Pod koniec 2020 roku wykryto nowe oprogramowanie ransomware o nazwie RegretLocker. RegretLocker wykorzystuje różne zaawansowane funkcje, które pozwalają mu szyfrować wirtualne dyski twarde i zamykać otwarte pliki w celu zaszyfrowania. RegretLocker pod wieloma względami jest prostym oprogramowaniem ransomware, ponieważ nie zawiera rozwlekłego żądania okupu i do komunikacji wykorzystuje pocztę e-mail, zamiast wysyłać ofiary na stronę płatności Tor.
Podczas szyfrowania plików dodaje rozszerzenie .mouse do zaszyfrowanych nazw plików. Zaawansowane funkcje RegretLocker obejmują możliwość montowania wirtualnych dysków twardych.

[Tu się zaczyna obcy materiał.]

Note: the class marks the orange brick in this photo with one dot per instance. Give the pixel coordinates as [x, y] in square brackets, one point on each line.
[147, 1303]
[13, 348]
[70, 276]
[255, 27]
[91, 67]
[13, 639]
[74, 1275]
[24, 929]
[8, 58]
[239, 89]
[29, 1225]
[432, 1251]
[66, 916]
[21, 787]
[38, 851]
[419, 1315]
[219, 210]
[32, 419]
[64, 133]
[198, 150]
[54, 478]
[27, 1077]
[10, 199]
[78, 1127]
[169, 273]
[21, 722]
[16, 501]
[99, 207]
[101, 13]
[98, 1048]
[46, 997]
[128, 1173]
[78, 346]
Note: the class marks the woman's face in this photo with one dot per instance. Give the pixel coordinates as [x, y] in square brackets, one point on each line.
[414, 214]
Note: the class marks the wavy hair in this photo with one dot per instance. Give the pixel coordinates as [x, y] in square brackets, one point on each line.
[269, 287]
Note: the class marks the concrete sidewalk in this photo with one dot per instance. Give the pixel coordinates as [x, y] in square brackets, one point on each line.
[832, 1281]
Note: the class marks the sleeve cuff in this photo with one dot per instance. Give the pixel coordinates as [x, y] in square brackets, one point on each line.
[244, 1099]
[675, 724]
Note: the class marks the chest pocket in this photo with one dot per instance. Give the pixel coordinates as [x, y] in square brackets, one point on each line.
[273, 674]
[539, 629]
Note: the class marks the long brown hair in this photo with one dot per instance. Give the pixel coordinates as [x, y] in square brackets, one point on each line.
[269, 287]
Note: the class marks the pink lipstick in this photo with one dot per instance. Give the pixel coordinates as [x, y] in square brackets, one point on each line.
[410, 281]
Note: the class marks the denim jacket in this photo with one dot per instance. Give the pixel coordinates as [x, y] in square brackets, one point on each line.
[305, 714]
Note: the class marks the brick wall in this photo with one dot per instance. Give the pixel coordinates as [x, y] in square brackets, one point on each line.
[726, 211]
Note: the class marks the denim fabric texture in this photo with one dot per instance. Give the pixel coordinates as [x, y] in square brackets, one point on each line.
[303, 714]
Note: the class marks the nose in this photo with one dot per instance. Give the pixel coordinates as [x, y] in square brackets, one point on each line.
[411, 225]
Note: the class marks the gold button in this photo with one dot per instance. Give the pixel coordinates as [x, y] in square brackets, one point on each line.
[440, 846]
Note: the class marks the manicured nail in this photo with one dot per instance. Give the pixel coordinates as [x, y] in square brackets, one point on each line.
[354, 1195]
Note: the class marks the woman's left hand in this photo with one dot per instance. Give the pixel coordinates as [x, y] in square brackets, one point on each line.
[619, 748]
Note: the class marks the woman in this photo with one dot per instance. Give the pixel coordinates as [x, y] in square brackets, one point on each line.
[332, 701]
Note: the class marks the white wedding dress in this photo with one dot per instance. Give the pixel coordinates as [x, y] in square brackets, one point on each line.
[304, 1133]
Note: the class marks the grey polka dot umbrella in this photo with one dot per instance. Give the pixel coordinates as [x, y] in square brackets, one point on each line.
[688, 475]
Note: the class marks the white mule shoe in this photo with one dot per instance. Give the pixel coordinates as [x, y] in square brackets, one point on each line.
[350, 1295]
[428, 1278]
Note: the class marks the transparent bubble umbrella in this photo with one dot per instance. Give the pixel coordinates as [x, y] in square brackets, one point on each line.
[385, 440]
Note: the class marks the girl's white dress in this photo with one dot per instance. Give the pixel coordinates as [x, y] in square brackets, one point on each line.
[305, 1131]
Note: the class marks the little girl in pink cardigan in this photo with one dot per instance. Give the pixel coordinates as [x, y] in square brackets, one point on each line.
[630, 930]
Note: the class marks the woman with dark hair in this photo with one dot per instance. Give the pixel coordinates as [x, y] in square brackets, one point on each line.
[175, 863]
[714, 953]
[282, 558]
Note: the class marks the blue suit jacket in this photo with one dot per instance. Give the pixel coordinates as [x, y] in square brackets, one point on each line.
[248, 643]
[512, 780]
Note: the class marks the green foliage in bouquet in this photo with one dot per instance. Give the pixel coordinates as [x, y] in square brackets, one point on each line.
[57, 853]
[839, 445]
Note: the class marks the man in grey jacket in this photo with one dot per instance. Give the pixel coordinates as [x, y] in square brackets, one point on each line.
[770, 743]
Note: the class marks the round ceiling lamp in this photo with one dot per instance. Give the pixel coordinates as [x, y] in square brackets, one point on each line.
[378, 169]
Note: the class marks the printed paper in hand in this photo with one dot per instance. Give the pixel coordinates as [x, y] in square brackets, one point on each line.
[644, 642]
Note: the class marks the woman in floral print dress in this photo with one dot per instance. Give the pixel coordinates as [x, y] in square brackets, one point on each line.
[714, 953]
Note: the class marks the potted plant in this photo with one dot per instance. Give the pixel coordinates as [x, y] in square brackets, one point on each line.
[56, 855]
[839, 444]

Podczas tworzenia maszyny wirtualnej Windows Hyper-V tworzony jest wirtualny dysk twardy i zapisywany w pliku VHD lub VHDX. Pliki wirtualnego dysku twardego zawierają surowy obraz dysku, w tym tablicę partycji dysku i partycje. Kiedy oprogramowanie ransomware szyfruje pliki na komputerze, zwykle nie jest wystarczająco skuteczne, aby zaszyfrować duży plik, ponieważ spowalnia cały proces szyfrowania.
Naukowcy analizują RegretLocker
W próbkach oprogramowania ransomware wykrytych przez MalwareHunterTeam i przeanalizowanych przez Vitaliego Kremeza z Advanced Intel, RegretLocker montuje plik na dysku wirtualnym, dzięki czemu każdy z jego plików może być szyfrowany indywidualnie. Aby to osiągnąć, RegretLocker wykorzystuje funkcje API pamięci wirtualnej systemu Windows OpenVirtualDisk, DołączVirtualDisk i GetVirtualDiskPhysicalPath.
Po zamontowaniu dysku wirtualnego jako dysku fizycznego w systemie Windows RegretLocker może zaszyfrować każdy z nich indywidualnie, zwiększając szybkość szyfrowania. Uważa się, że kod używany przez RegretLocker do montowania dysku VHD opiera się na niedawno opublikowanych badaniach przeprowadzonych przez badacza bezpieczeństwa, śmierdzącego__vx. Oprócz korzystania z interfejsu API magazynu wirtualnego RegretLocker korzysta również z interfejsu API Menedżera ponownego uruchomienia systemu Windows w celu zakończenia procesów lub usług systemu Windows, które utrzymują otwarte pliki podczas szyfrowania.
Jeśli podczas korzystania z tego interfejsu API nazwa procesu zawiera „vnc”, „ssh”, „mstsc”, „System” lub „svchost.exe”, oprogramowanie ransomware go nie zakończy. Uważa się, że ta lista wyjątków służy do zapobiegania kończeniu programów krytycznych lub programów wykorzystywanych przez hakerów w celu uzyskania dostępu do zaatakowanego systemu. Funkcja Menedżera ponownego uruchomienia systemu Windows jest używana tylko przez niewielką liczbę odmian oprogramowania ransomware, do których należą REvil (Sodinokibi), Ryuk, Conti, ThunderX/Ako, Medusa Locker, SamSam i LockerGoga.
Chociaż RegretLocker nie był w tym momencie zbyt aktywny, jest to nowy szczep, na który warto zwrócić uwagę.